Publicado por Redação em Carreira - 18/06/2020
O cargo de diretor de aprendizado antes, durante e depois da pandemia
No início de 2007, eu estava estruturando o curso de extensão em gestão da educação corporativa da FIA (Fundação Instituto de Administração), que seria lançado no primeiro semestre de 2008. Hoje ele transformou-se em um curso de pós-graduação (lato sensu), mantendo sua característica inicial: 70% a distância.
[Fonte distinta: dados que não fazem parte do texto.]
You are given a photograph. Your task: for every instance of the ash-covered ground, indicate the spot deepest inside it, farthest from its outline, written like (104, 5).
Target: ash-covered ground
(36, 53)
O interessante é que à época, com o curso praticamente estruturado e pronto para ser divulgado, em setembro de 2007 saiu uma matéria na revista Isto É sobre as “profissões do futuro”, onde se destacavam as principais carreiras e áreas de atuação em alta: professor, diretor, consultor educacional, educação corporativa e educação a distância. Enfatizava inclusive que a relação aluno-professor sofreria mudanças, principalmente em função do digital. Bingo! Para mim essa matéria foi um reforço de que eu estava na direção certa com o projeto do curso que visa principalmente formar um chief learning officer (CLO).
Você sabe o que é um CLO? O que ele faz, quais seus papéis e responsabilidades, quais competências deve ter e como desenvolvê-las?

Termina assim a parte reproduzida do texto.